CREDIT: ANNE WESTON/CANCER RESEARCH UK/VISUALS UNLIMITED INC.

In this special section of Science, expert contributors retrace the long and tortuous path leading to the mapping and identification of the BRCA1 gene; discuss the ways in which BRCA mutation status has been integrated into the clinical management of patients in high-risk families; and highlight the role of the BRCA proteins in preserving the structural and numerical integrity of chromosomes throughout the cell cycle, a function that may explain their tumor suppressor activity.

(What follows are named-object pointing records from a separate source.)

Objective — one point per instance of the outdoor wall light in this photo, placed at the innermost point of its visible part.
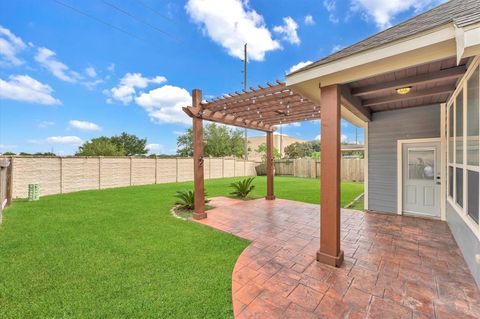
(404, 90)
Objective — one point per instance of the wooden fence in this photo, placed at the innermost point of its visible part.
(5, 184)
(56, 175)
(351, 169)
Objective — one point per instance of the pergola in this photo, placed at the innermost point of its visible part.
(262, 109)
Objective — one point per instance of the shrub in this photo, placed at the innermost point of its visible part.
(186, 199)
(242, 188)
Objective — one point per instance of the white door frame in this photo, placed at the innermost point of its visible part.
(400, 144)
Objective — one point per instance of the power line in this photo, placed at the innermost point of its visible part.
(140, 20)
(156, 11)
(99, 20)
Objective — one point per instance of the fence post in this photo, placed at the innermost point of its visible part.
(99, 172)
(176, 169)
(156, 162)
(10, 182)
(210, 167)
(61, 174)
(131, 169)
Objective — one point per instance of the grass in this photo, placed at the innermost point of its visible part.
(119, 253)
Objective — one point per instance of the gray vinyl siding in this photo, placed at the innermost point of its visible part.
(466, 240)
(385, 129)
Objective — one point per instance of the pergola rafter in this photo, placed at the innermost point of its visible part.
(258, 108)
(264, 108)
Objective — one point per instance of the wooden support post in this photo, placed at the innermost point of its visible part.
(330, 252)
(269, 160)
(198, 160)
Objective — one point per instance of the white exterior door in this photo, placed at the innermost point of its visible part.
(421, 178)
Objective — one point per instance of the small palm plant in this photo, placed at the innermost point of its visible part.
(186, 199)
(242, 188)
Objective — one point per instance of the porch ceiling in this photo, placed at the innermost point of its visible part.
(259, 108)
(430, 83)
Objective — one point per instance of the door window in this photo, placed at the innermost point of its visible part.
(421, 164)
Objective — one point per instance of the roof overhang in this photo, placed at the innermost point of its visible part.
(435, 44)
(467, 41)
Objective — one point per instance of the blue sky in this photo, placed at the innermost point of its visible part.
(74, 70)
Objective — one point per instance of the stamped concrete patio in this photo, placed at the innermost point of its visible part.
(395, 266)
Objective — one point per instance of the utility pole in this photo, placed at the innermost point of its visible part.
(245, 64)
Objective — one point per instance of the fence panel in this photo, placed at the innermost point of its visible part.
(78, 174)
(5, 184)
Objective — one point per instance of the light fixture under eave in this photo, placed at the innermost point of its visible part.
(404, 90)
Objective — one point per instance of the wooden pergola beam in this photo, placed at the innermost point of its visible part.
(330, 252)
(227, 119)
(291, 107)
(354, 104)
(254, 94)
(284, 97)
(405, 97)
(450, 73)
(198, 159)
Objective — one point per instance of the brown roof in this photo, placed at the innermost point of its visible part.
(461, 12)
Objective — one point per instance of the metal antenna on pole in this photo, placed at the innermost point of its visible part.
(245, 65)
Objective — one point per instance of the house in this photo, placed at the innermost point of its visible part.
(280, 142)
(414, 88)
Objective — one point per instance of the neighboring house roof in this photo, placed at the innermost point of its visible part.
(460, 12)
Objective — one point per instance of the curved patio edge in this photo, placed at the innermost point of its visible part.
(395, 266)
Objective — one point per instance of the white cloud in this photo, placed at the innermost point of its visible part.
(232, 23)
(84, 125)
(125, 91)
(309, 20)
(26, 89)
(10, 46)
(69, 139)
(331, 6)
(164, 104)
(47, 58)
(91, 72)
(7, 146)
(336, 48)
(154, 148)
(45, 124)
(288, 30)
(298, 66)
(383, 12)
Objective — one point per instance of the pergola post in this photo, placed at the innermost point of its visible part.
(270, 165)
(198, 160)
(330, 115)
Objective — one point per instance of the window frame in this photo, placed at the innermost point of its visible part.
(451, 162)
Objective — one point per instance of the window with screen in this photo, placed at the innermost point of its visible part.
(463, 142)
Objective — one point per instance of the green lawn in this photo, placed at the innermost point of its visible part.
(119, 253)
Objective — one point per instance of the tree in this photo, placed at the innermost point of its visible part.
(45, 154)
(300, 150)
(100, 146)
(262, 149)
(131, 144)
(219, 141)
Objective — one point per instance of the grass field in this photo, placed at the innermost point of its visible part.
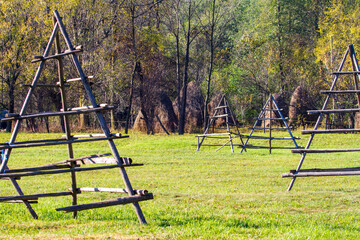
(197, 195)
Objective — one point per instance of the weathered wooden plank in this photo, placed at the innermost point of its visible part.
(334, 110)
(326, 169)
(213, 134)
(277, 119)
(91, 157)
(330, 131)
(272, 138)
(20, 201)
(34, 173)
(220, 107)
(112, 190)
(34, 141)
(51, 114)
(76, 79)
(345, 72)
(266, 147)
(108, 203)
(37, 168)
(271, 109)
(321, 174)
(220, 116)
(103, 105)
(58, 142)
(42, 85)
(324, 150)
(276, 128)
(339, 91)
(34, 196)
(94, 135)
(67, 52)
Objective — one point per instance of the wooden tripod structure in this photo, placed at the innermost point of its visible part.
(72, 164)
(275, 115)
(221, 111)
(332, 92)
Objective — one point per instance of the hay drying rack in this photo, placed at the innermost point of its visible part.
(298, 172)
(275, 115)
(72, 164)
(222, 110)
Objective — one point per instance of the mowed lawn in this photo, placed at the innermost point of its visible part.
(197, 195)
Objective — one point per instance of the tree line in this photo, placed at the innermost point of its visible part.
(139, 48)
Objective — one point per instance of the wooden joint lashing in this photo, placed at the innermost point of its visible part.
(76, 79)
(12, 115)
(21, 201)
(102, 105)
(43, 85)
(111, 190)
(348, 110)
(66, 52)
(94, 135)
(108, 203)
(324, 150)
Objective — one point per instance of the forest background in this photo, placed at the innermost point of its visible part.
(138, 49)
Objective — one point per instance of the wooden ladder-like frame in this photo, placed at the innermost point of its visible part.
(72, 164)
(298, 172)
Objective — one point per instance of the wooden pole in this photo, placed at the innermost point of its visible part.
(65, 118)
(270, 122)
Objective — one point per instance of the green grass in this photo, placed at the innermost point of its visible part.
(197, 195)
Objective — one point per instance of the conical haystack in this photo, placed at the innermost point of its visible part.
(194, 108)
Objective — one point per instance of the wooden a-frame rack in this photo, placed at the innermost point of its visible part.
(274, 116)
(72, 164)
(298, 172)
(221, 111)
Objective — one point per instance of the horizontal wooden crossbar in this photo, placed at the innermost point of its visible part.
(113, 202)
(213, 134)
(322, 172)
(43, 144)
(277, 119)
(339, 91)
(266, 147)
(76, 79)
(34, 173)
(111, 190)
(219, 116)
(262, 128)
(334, 110)
(330, 131)
(61, 113)
(34, 196)
(221, 107)
(67, 52)
(341, 73)
(324, 150)
(272, 138)
(38, 168)
(269, 109)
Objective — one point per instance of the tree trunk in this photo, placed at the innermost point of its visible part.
(182, 111)
(211, 65)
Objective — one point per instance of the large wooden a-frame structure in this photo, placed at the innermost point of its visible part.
(72, 164)
(334, 90)
(274, 116)
(222, 110)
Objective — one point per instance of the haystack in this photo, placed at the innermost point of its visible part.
(300, 103)
(165, 112)
(194, 108)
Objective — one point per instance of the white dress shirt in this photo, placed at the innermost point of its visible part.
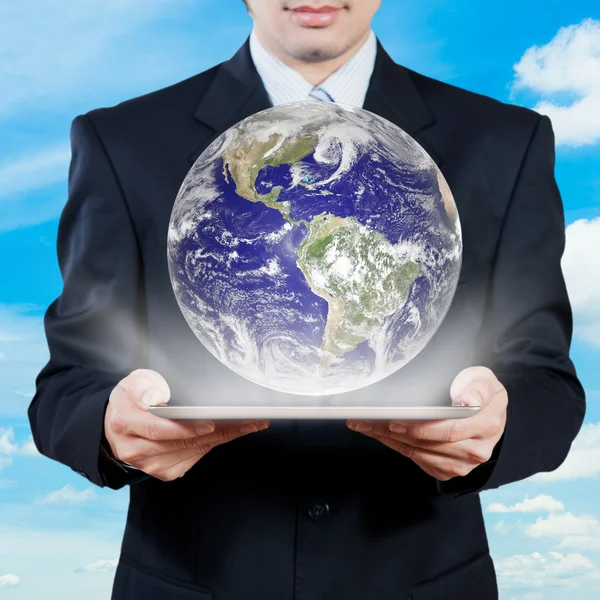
(347, 85)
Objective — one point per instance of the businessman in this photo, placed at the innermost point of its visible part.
(298, 509)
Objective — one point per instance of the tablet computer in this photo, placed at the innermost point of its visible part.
(370, 413)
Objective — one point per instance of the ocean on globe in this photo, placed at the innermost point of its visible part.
(314, 248)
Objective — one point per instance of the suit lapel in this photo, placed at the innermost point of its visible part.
(237, 92)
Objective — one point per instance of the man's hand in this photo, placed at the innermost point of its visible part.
(163, 448)
(450, 447)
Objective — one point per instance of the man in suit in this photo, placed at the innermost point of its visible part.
(301, 509)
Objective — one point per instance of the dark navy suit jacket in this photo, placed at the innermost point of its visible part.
(307, 510)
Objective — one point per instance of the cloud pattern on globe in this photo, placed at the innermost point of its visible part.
(314, 248)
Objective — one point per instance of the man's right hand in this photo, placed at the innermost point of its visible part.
(163, 448)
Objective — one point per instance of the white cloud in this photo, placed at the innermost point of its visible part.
(47, 558)
(528, 596)
(23, 342)
(100, 565)
(541, 571)
(26, 173)
(9, 581)
(540, 503)
(568, 64)
(69, 495)
(581, 269)
(577, 532)
(9, 447)
(500, 527)
(58, 63)
(583, 460)
(51, 56)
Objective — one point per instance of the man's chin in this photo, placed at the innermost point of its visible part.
(315, 49)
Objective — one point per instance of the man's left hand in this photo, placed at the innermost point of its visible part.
(450, 448)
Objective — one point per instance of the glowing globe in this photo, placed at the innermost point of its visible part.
(314, 248)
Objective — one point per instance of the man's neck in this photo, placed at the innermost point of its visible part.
(314, 72)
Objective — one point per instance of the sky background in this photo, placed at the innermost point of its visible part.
(60, 536)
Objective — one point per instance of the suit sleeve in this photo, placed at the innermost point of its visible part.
(528, 330)
(89, 326)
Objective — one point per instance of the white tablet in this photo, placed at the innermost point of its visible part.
(417, 413)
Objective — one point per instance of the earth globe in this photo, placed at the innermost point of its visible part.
(314, 248)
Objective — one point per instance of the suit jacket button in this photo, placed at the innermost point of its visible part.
(317, 511)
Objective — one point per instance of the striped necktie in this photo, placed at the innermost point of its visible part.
(320, 94)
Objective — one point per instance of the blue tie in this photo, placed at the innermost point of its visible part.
(320, 94)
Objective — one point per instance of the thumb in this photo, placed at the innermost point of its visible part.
(473, 386)
(144, 388)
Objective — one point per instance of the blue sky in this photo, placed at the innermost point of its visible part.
(59, 537)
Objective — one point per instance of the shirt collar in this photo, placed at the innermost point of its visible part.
(347, 85)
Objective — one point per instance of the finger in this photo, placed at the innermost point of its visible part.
(143, 388)
(129, 420)
(179, 468)
(474, 386)
(480, 425)
(472, 450)
(220, 435)
(444, 430)
(143, 453)
(439, 466)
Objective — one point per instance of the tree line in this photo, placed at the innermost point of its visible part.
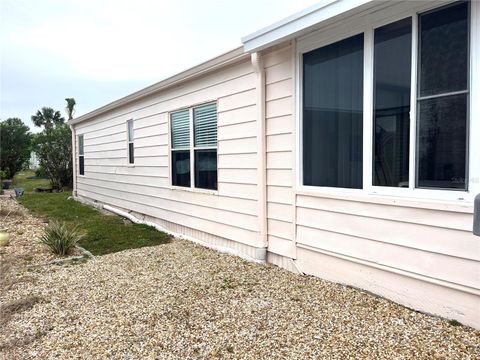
(52, 146)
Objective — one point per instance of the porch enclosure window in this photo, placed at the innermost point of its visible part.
(194, 146)
(131, 148)
(81, 159)
(391, 123)
(333, 115)
(333, 105)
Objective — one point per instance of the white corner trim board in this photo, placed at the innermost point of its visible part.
(134, 219)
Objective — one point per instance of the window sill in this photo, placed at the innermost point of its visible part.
(407, 200)
(194, 190)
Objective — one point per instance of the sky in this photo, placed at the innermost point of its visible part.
(97, 51)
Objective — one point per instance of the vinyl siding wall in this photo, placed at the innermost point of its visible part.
(144, 188)
(421, 254)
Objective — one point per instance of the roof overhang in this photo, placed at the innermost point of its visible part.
(204, 68)
(305, 21)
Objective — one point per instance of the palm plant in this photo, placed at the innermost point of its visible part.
(70, 107)
(47, 117)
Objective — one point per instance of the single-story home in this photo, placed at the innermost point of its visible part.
(342, 142)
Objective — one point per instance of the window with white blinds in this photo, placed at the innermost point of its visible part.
(194, 147)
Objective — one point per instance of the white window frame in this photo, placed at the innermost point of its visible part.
(366, 24)
(129, 164)
(191, 149)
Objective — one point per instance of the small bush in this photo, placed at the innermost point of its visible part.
(59, 238)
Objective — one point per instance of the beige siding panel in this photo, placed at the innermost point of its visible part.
(160, 120)
(280, 125)
(237, 146)
(237, 131)
(114, 145)
(281, 246)
(430, 238)
(237, 161)
(282, 142)
(151, 140)
(278, 56)
(245, 191)
(235, 101)
(280, 195)
(149, 151)
(405, 258)
(235, 116)
(280, 160)
(216, 228)
(242, 206)
(280, 89)
(246, 176)
(153, 171)
(158, 129)
(279, 107)
(280, 212)
(278, 72)
(137, 179)
(448, 219)
(279, 177)
(236, 219)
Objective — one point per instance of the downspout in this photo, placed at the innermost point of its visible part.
(258, 66)
(74, 160)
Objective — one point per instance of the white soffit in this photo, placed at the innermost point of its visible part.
(303, 21)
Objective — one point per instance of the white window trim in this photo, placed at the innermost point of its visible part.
(366, 25)
(128, 143)
(191, 149)
(83, 155)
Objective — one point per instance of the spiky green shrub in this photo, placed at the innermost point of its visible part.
(59, 238)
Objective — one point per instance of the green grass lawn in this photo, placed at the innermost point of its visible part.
(21, 181)
(104, 234)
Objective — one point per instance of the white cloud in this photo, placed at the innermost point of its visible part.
(65, 45)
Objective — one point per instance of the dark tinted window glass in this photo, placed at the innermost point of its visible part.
(181, 168)
(444, 50)
(333, 114)
(131, 157)
(81, 165)
(392, 78)
(206, 169)
(442, 142)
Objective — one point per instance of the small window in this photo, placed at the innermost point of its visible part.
(180, 122)
(81, 160)
(131, 157)
(194, 147)
(205, 128)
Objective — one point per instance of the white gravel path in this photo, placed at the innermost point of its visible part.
(182, 301)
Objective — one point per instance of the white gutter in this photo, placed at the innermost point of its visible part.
(258, 66)
(206, 67)
(303, 21)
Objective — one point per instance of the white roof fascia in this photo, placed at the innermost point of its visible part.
(294, 25)
(220, 61)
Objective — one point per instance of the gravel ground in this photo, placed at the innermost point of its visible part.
(183, 301)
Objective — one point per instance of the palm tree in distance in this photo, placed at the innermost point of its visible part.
(70, 107)
(47, 117)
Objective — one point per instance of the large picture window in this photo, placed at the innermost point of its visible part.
(333, 115)
(443, 98)
(417, 77)
(392, 78)
(194, 146)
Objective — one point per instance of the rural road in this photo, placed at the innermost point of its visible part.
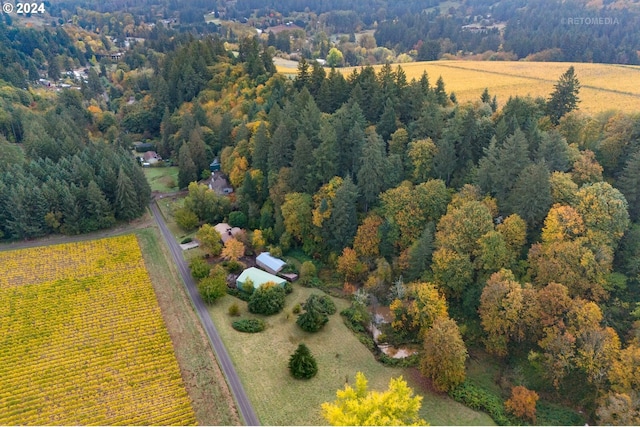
(244, 406)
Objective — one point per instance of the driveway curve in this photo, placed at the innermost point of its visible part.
(244, 405)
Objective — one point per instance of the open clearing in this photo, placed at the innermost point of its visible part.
(261, 361)
(162, 179)
(83, 341)
(604, 86)
(204, 381)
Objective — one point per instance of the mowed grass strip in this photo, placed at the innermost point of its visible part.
(204, 381)
(262, 362)
(162, 179)
(88, 350)
(604, 86)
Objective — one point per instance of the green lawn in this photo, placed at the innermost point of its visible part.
(162, 179)
(261, 361)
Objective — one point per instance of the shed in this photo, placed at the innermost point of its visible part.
(258, 277)
(226, 231)
(151, 157)
(270, 263)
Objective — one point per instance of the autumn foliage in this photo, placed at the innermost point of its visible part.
(522, 403)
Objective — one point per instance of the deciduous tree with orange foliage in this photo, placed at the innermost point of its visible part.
(233, 250)
(367, 240)
(444, 355)
(349, 265)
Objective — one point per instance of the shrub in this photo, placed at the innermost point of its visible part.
(288, 288)
(234, 309)
(199, 268)
(268, 299)
(302, 364)
(328, 305)
(213, 287)
(275, 251)
(249, 325)
(483, 400)
(317, 308)
(308, 271)
(238, 219)
(233, 266)
(522, 403)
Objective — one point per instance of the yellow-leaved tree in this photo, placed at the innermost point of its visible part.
(360, 407)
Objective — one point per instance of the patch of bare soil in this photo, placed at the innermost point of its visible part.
(212, 400)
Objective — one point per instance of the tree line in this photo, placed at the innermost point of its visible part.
(387, 177)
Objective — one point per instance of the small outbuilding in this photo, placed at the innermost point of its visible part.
(151, 157)
(226, 231)
(270, 263)
(258, 278)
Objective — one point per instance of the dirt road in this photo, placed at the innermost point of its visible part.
(244, 405)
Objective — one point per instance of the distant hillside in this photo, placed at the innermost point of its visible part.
(604, 86)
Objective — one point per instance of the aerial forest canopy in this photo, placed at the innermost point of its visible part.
(510, 224)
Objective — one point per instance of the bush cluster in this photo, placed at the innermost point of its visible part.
(249, 325)
(302, 364)
(267, 300)
(481, 399)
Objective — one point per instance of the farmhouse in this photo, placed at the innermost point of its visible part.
(226, 231)
(258, 278)
(270, 263)
(151, 157)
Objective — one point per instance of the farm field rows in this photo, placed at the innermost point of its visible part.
(604, 86)
(88, 346)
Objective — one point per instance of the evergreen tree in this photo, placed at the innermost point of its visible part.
(372, 169)
(281, 149)
(499, 169)
(420, 253)
(304, 77)
(260, 152)
(343, 223)
(485, 97)
(554, 151)
(302, 364)
(564, 97)
(98, 209)
(440, 93)
(445, 160)
(629, 184)
(530, 196)
(387, 123)
(301, 165)
(126, 199)
(187, 171)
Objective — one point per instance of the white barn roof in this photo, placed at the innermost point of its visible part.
(269, 262)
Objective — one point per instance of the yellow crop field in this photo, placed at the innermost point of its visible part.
(83, 341)
(604, 86)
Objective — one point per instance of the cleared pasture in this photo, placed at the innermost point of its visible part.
(604, 86)
(78, 348)
(261, 361)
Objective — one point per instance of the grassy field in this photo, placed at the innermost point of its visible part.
(83, 341)
(162, 179)
(212, 401)
(604, 86)
(261, 360)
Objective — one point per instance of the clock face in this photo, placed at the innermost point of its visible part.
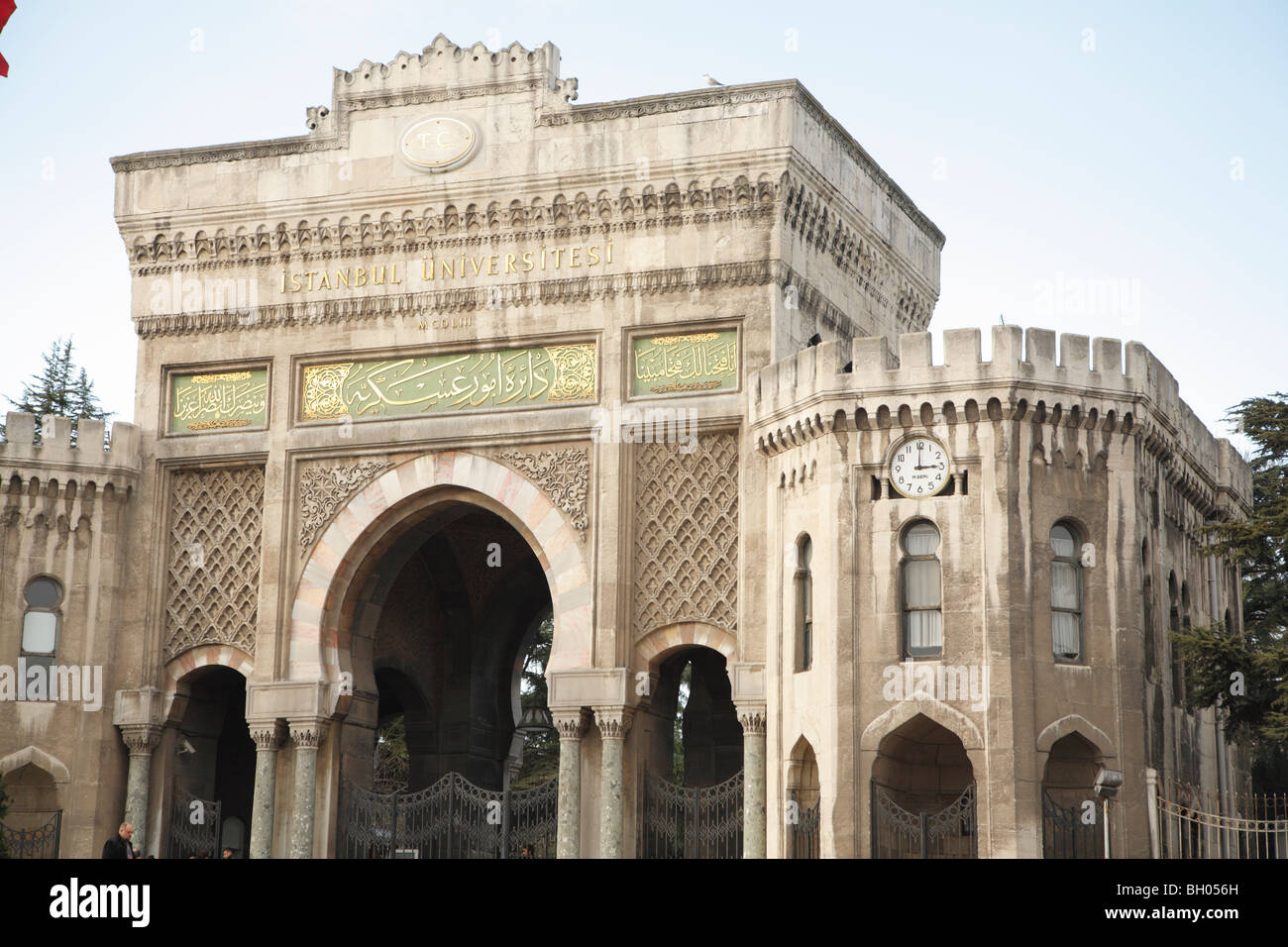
(918, 468)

Science's News team explores many of the issues that have arisen since the discovery of the BRCA genes. Advances in molecular medicine have brought new options for treatment and prevention, driving down mortality rates in wealthy countries. But in poor countries, shut out from these advances, mortality rates remain disproportionately high. Widespread breast screening has led to early detection and a new dilemma: whether to aggressively treat noncancerous lesions that may never become invasive or whether to “watch and wait.” Since 1994, dozens more genes have been found that increase a woman's risk of hereditary breast cancer, but by how much is uncertain, confounding already complicated issues in genetic testing and counseling. Throughout this explosion of research, advocacy groups have been a powerful force in boosting funding and shaping the agenda, and they continue pushing for increasingly ambitious, some say unrealistic, goals.

Clearly much more needs to be done—both more research and better ways to get existing treatments to women who need them. The discovery of the BRCA genes was transformative. More than a million women and men have been tested for BRCA1 and BRCA2 mutations in the past 20 years, and there is no doubt that the test has saved lives. But mutations in these two genes account for only 5 to 10% of breast cancer cases in the general population, and worldwide, breast cancer remains the most common and most deadly cancer in women. Is it time to start a new race?

  • * Y. Miki et al., Science 266, 66 (1994).

  • R. Wooster et al., Nature 378, 789 (1995).